$105 iPhone 5: Smaller Carriers Turn to Creative Payment Plans to Bring Down Smartphone Prices
The Problem: The high up-front cost of getting a good smartphone without a contract. It can be hard to stomach the idea of a $650 iPhone, even if it costs less in the long run than buying a $200 subsidized one from a major carrier.
The Solution: Cricket, for instance, is allowing customers to pay $105 to walk out the door with an iPhone 5–a cost that includes one month of service–with a loan from Progressive Finance. That’s $395 cheaper than what Cricket usually charges, and there’s no interest for customers who pay off the loan within 90 days. (With interest, customers have nine months to pay off the phone in full.) Cricket’s wireless plan for the iPhone costs $55 per month with unlimited voice and messaging and 2.5 GB of full-speed data. A comparable postpaid plan on Verizon Wireless would cost $100 per month.
- smaller carriers are providing other options, and finding creative ways to offer better smartphones without charging full price.

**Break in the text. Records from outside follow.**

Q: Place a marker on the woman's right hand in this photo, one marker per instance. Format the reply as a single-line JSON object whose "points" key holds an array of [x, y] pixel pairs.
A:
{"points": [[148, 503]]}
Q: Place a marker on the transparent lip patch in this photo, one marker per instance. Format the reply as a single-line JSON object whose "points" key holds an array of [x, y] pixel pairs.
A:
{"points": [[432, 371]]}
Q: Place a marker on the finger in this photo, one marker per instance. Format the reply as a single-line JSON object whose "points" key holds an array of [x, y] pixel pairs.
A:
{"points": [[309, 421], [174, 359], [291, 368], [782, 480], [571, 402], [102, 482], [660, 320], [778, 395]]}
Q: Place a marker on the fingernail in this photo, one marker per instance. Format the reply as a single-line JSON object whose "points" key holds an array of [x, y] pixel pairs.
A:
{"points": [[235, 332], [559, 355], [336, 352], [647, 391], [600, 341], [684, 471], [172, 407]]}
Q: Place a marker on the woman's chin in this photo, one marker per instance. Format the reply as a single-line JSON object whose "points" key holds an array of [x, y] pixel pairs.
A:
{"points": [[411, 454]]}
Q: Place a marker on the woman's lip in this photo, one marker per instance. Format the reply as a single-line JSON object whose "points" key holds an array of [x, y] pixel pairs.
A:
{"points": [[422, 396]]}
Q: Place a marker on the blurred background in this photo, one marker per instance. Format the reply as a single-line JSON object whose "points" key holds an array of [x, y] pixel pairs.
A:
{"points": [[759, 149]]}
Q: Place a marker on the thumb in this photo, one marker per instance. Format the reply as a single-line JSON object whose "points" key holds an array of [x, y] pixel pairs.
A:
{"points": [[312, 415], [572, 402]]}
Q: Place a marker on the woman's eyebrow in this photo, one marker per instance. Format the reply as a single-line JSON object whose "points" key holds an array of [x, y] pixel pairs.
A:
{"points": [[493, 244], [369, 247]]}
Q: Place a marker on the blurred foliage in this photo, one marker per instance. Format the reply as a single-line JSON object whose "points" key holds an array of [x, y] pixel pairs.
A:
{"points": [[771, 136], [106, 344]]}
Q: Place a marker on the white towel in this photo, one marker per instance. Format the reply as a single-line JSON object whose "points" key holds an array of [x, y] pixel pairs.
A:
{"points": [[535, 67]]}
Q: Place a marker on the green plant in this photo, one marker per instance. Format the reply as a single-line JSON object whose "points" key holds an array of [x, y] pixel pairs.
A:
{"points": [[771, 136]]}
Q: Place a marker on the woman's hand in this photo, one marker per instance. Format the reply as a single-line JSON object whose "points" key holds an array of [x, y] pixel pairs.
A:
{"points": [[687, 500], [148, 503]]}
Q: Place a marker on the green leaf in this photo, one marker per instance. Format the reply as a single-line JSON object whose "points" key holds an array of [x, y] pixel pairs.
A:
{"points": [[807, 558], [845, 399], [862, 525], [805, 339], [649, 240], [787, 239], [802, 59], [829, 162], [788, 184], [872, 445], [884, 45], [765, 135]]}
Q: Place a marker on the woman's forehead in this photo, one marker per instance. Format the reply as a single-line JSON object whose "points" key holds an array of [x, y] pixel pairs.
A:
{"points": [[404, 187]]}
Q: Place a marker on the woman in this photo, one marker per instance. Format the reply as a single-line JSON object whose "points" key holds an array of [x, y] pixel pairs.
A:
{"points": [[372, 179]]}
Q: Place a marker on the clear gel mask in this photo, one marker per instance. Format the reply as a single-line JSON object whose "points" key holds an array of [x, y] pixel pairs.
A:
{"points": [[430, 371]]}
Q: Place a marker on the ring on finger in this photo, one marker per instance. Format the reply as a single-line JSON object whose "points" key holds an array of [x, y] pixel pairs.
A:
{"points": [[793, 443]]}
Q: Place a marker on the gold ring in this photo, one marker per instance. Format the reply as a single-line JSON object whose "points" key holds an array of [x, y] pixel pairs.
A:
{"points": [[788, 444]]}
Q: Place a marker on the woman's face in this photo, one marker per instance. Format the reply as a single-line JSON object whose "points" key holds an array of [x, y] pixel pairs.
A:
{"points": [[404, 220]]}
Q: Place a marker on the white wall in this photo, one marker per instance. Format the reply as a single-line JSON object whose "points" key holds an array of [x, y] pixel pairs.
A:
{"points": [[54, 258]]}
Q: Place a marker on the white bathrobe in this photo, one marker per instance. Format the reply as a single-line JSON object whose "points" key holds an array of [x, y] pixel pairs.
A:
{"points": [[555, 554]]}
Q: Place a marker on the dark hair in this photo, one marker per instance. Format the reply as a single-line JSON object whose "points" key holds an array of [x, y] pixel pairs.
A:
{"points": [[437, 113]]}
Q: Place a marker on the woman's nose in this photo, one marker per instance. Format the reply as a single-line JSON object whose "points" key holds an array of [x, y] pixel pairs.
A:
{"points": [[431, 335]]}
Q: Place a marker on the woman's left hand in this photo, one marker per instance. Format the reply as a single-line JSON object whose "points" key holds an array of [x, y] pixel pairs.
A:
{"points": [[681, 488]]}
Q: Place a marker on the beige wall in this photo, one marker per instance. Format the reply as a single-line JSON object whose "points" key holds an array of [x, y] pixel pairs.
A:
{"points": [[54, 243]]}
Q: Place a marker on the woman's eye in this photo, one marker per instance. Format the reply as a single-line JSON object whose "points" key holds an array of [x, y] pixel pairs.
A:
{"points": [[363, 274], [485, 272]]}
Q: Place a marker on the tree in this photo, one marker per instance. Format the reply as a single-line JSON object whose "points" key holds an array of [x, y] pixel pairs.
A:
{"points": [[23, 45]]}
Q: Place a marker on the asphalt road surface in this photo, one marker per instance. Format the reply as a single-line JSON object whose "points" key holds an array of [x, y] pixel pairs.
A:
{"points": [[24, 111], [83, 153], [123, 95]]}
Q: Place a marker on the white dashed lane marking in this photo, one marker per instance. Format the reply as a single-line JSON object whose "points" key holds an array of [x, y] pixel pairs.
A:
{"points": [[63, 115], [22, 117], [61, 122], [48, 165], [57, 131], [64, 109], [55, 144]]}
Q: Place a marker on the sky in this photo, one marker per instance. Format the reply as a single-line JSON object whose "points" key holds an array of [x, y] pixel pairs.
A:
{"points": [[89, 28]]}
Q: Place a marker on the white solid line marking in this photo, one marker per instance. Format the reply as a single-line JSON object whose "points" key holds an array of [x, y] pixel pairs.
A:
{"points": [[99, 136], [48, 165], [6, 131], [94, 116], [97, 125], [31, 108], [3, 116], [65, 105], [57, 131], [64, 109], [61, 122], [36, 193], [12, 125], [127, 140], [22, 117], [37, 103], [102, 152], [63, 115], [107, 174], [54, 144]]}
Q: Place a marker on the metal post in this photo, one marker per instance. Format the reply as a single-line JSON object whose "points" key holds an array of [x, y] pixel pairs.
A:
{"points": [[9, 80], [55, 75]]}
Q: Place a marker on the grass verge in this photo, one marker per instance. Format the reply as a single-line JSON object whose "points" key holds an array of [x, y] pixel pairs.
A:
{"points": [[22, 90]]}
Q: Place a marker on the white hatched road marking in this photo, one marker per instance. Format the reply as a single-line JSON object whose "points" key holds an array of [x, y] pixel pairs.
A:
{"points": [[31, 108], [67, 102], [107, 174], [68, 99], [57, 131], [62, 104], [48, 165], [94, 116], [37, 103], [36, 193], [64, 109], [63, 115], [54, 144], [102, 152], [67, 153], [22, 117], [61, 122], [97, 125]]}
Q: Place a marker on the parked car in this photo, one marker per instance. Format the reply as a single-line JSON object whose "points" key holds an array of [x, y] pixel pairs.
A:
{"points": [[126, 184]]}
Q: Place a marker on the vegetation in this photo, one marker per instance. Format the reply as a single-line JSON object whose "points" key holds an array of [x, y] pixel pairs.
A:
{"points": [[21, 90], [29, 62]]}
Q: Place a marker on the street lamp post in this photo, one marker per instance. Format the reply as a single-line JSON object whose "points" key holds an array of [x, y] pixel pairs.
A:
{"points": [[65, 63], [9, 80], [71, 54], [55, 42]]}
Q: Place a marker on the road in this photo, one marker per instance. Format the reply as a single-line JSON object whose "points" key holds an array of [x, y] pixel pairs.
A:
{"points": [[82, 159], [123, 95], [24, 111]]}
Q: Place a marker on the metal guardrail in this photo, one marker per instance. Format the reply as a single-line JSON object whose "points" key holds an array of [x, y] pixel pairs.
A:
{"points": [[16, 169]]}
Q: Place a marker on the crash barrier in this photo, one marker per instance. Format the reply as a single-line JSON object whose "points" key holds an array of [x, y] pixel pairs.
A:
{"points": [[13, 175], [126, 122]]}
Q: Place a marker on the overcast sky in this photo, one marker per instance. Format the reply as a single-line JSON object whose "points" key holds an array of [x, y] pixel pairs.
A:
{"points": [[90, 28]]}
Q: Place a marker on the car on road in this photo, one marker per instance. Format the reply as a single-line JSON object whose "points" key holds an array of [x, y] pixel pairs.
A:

The payment plan concept is not limited to smaller prepaid carriers. T-Mobile, the fourth-largest U.S. carrier, recently announced that it’s doing away with phone subsidies entirely, and will instead let customers pay in installments for phones on its Value Plans. Unlike Cricket, T-Mobile will require a two-year contract with these plans, but installments are drawn out over a 20-month period with no interest. Again, customers save money by sticking it out and paying a much lower monthly rate once their phones are paid off.